Not knowing the details. Just guessing I would build a rack and have about 1" conduits. Maybe 1.25". With extra space in the conduits and rack.


----------



## WronGun (Oct 18, 2013)

Dennis Alwon said:


> 32 conductors is a boatload. I am not surprised and your math is correct




Ok , just thought I was doing something wrong having to use 95A wire for a 40Amp circuit. 


Sent from my iPhone using Tapatalk


----------



## WronGun (Oct 18, 2013)

The derating is 60% in Mass. not 40%

Our 2” conduit has 19 #10’s

And I figured wires for 3 condensers which I figured (12) #4’s to play safe

But, I didn’t actually think after calculations I would be pulling #4’s...

I was just trying to avoid running multiple pipes and was hoping to just run 1 larger pipe. 


Sent from my iPhone using Tapatalk


----------



## pudge565 (Dec 8, 2007)

Are you sure that they require 40A wire or is 40 the max OCPD? If the 40 isn't the minimum circuit ampacity you may be able to use smaller wire.


----------



## WronGun (Oct 18, 2013)

pudge565 said:


> Are you sure that they require 40A wire or is 40 the max OCPD? If the 40 isn't the minimum circuit ampacity you may be able to use smaller wire.




Your right

This is my first job of this size and my head is scrambling all over the place 











Sent from my iPhone using Tapatalk


----------



## active1 (Dec 29, 2009)

"And I figured wires for 3 condensers which I figured (12) #4’s to play safe"

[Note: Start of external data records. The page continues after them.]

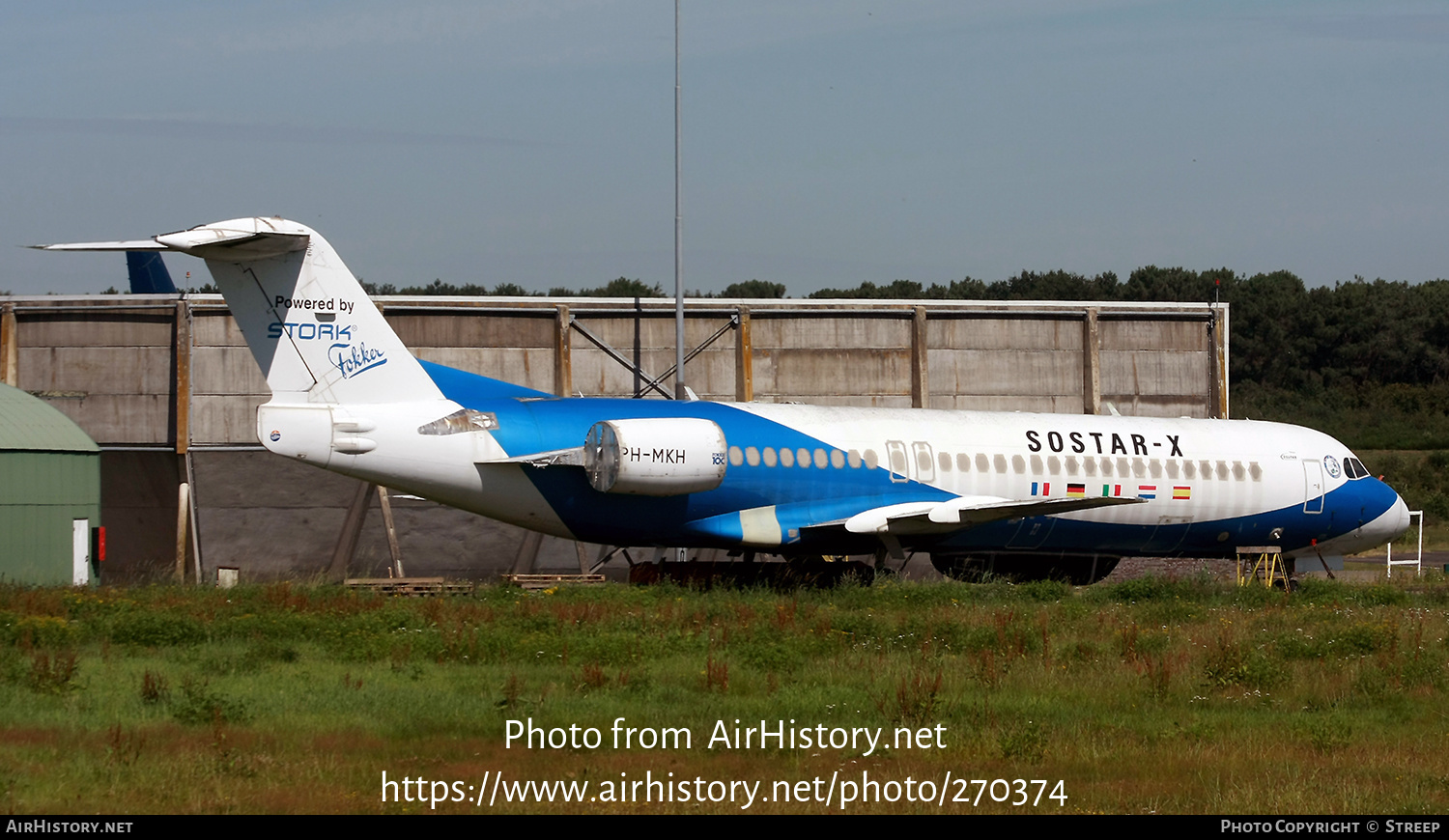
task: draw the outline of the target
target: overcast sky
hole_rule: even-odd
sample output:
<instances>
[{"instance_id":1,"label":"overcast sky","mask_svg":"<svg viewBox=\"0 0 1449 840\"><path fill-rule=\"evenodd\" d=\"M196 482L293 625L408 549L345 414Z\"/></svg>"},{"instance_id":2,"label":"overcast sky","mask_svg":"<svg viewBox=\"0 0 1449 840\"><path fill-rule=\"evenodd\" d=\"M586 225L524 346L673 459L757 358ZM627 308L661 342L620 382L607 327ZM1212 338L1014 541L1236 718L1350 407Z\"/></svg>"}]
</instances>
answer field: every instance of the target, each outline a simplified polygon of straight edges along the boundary
<instances>
[{"instance_id":1,"label":"overcast sky","mask_svg":"<svg viewBox=\"0 0 1449 840\"><path fill-rule=\"evenodd\" d=\"M1442 1L687 0L682 49L688 288L1449 277ZM668 0L9 3L0 68L10 245L280 214L375 282L672 288Z\"/></svg>"}]
</instances>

You're figuring 4 conductors for each condenser?
Needs a neutral or are you counting a EG for each unit?


----------



## active1 (Dec 29, 2009)

It only draws 18.4a running.
Tells you to figure 26.5 amp wire @ 75 degrees, not 40a.


----------



## WronGun (Oct 18, 2013)

active1 said:


> "And I figured wires for 3 condensers which I figured (12) #4’s to play safe"
> 
> You're figuring 4 conductors for each condenser?
> Needs a neutral or are you counting a EG for each unit?

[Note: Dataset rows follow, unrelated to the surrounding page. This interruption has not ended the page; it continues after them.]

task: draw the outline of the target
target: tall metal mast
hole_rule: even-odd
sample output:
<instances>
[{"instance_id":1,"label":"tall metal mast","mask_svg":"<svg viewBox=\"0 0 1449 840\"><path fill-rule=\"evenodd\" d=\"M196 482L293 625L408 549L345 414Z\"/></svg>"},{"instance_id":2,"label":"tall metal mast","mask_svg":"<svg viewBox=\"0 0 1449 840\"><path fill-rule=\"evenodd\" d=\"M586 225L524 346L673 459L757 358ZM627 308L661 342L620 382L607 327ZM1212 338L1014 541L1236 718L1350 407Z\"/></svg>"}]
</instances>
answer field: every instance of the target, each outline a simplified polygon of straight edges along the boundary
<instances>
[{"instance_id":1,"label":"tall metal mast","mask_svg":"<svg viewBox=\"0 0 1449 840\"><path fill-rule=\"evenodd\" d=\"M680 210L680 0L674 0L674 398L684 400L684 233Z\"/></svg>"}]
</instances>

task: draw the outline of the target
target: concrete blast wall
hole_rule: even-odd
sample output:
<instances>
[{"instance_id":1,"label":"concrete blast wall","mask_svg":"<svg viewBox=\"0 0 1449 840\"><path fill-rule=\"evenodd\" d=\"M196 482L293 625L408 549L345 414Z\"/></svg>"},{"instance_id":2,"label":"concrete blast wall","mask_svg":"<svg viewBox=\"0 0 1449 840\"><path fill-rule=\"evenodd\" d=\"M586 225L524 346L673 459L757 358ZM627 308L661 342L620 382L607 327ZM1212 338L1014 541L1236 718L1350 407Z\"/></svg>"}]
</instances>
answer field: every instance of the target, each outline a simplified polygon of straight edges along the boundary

I was counting EG for each unit , that was my way of figuring Over just Incase 


Sent from my iPhone using Tapatalk


----------



## active1 (Dec 29, 2009)

#8 awg cu at 75 deg = 50a
50a x 60% = 30a
More than 26.5a
3 #8 cu & 1 #8 EG


----------



## WronGun (Oct 18, 2013)

active1 said:


> It only draws 18.4a running.
> Tells you to figure 26.5 amp wire @ 75 degrees, not 40a.

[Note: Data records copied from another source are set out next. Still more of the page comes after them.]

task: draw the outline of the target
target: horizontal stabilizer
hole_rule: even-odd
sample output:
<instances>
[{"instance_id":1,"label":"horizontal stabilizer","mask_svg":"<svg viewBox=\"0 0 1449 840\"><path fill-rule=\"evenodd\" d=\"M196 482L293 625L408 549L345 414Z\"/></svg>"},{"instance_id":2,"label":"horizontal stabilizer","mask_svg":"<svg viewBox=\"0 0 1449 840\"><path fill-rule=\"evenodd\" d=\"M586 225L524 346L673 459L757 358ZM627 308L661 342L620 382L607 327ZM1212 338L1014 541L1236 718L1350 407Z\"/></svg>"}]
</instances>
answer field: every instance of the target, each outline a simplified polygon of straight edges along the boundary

Yep just realized this my error. I should’ve looked back at this picture I took at 630am. 


Sent from my iPhone using Tapatalk


----------



## active1 (Dec 29, 2009)

Seems like you would have 12 current carrying conductors and 1 EG feeding 4 units.
NEC would be 50% on 12 ccc. Not sure about your area.

Technically you could fit 13 #8 awg in an 1.25 EMT (31.7% fill), or 1.5" (23.3% fill).


----------



## splatz (May 23, 2015)

25.6/.6 = 44.2 < 50 = 8 awg @ 75* 

2" EMT 
36 x 8 awg


----------



## active1 (Dec 29, 2009)

At 208v 18.4a is 1.8% VD.
10.9% VD at LR.


----------



## WronGun (Oct 18, 2013)

For Mass is 60% for 25-42 conductors 

And my calculation for 2” EMT is under by 25% of allowed conduit fill for (19) #10’s , and (13) #8’s 

I think I’m good now 



Sent from my iPhone using Tapatalk


----------



## LeboElectric (Apr 9, 2018)

nice


----------